Nuestros conocimientos biológicos niegan la existencia de mecanismos que impliquen a las ondas de radiofrecuencia de baja potencia en la producción de las alteraciones genéticas o moleculares responsables del desarrollo de tumores. Los ensayos clínicos en animales y humanos tampoco han encontrado pruebas de su implicación. Lo mismo ocurre con los estudios epidemiológicos -uno de ellos con más de 120.000 participantes durante 10 años- que no han conseguido demostrar relación de causalidad. Sin embargo, todos estos argumentos han sido contestados, además de por razones metodológicas, por el escaso tiempo que ha transcurrido desde que se implantó la tecnología.

La ausencia de pruebas incriminatorias no parece suficiente, lo que se está reclamando es que se demuestre que no existe ningún efecto perjudicial. Algo técnicamente muy difícil ya que de existir alguna relación sería muy débil, lo que obliga a que los estudios tengan un horizonte temporal tan alejado como el que finalizará en 2040 tras reclutar a 250.000 personas.

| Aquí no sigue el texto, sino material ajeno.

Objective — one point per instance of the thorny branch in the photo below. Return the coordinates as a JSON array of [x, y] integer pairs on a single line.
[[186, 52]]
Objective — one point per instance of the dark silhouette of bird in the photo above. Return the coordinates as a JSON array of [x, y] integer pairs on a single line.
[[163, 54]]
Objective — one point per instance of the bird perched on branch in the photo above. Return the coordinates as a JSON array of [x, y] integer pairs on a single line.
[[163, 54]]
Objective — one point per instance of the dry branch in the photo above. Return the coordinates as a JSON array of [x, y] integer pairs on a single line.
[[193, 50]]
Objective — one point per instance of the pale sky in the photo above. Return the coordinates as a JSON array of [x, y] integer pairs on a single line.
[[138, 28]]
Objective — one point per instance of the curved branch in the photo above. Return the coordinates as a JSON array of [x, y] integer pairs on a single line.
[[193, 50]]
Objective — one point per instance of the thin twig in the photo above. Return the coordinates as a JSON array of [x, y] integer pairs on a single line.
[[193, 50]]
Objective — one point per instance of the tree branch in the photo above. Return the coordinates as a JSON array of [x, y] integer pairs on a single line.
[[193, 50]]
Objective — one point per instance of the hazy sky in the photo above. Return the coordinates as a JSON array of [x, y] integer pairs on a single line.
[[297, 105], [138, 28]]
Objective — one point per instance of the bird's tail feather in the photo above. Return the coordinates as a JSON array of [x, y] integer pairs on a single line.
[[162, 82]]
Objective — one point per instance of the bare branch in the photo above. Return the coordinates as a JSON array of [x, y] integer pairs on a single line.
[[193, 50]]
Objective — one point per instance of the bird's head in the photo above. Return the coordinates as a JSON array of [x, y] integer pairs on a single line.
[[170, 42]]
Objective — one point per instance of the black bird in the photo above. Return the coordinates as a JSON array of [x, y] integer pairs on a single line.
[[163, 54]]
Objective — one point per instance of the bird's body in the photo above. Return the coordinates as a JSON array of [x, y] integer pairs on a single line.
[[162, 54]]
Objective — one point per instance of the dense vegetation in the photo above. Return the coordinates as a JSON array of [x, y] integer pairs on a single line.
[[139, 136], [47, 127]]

Mientras llegan esos resultados y tratando de evitar la supuesta pandemia de tumores cerebrales que pronostican algunos grupos, parece adecuado aplicar el principio de prudencia. Cautela que no conlleva la exclusión de los teléfonos móviles de nuestras vidas sino hacer un uso más seguro de ellos. El mayor riesgo para la salud relacionado con telefonía móvil son los accidentes de tráfico. Por este motivo, el primer consejo es no realizar llamadas mientras se está al volante, aunque sea con un dispositivo manos libres, ya que el problema no radica en conducir con una sola mano sino en la distracción que puede provocar mantener una conversación telefónica. El resto de las recomendaciones tratan de reducir al máximo la exposición a las ondas electromagnéticas, que es máxima cuando el terminal se conecta a la antena repetidora para establecer la comunicación. Para conseguirlo se recomienda mantenerlo alejado de la cabeza al pulsar el botón de llamada, y evitar su uso en las zonas de mala recepción o cuando se realizan desplazamientos en vehículos a gran velocidad. Si bien es mucho más aconsejable utilizar siempre auriculares o priorizar los mensajes de texto sobre las llamadas. Estas medidas deben aplicarse también en la infancia y adolescencia, aunque lo más adecuado a esas edades es realizar solo las llamadas indispensables. Finalmente, la elección del terminal no debe ser una cuestión solamente estética, es preferible elegir aparatos menos contaminantes, que son los que tienen menor SAR (acrónimo de la expresión inglesa que define la cantidad de radiación que absorben los tejidos).

Afirmar que se ha demostrado algún problema de salud por utilizar teléfonos inalámbricos es falso, pero tampoco se ha conseguido confirmar su inocuidad. Ese es el terreno en el que nos movemos, una incertidumbre tranquilizadora ya que, criticados o no, los resultados científicos apuntan mayoritariamente hacia que la radiofrecuencia no produce efectos adversos en la salud. Acusar a la tecnología de insana por no haber demostrado su inocuidad es una postura similar a la que mantenían algunos sectores científicos en los comienzos del ferrocarril, presagiando que los pulmones humanos no resistirían la antinatural velocidad de 30 kilómetros por hora. A la inversa, tampoco podemos olvidar que otras exposiciones cancerígenas como la del amianto han tardado décadas en ser admitidas.

Las dimensiones del negocio de la telefonía servirán de acicate a la industria para avanzar en la investigación y fabricar dispositivos más seguros que ahuyenten definitivamente los fantasmas de la contaminación electromagnética aunque, lamentablemente, encontrarán pronto relevo, como amenazaba una agencia de noticias a principios de mes con otro desafortunado titular: "Proliferan los pacientes alérgicos a las redes wifi". Algo que podría significar el inicio de una nueva línea de negocio para los inútiles protectores contra la radiación que se venden en los bazares orientales.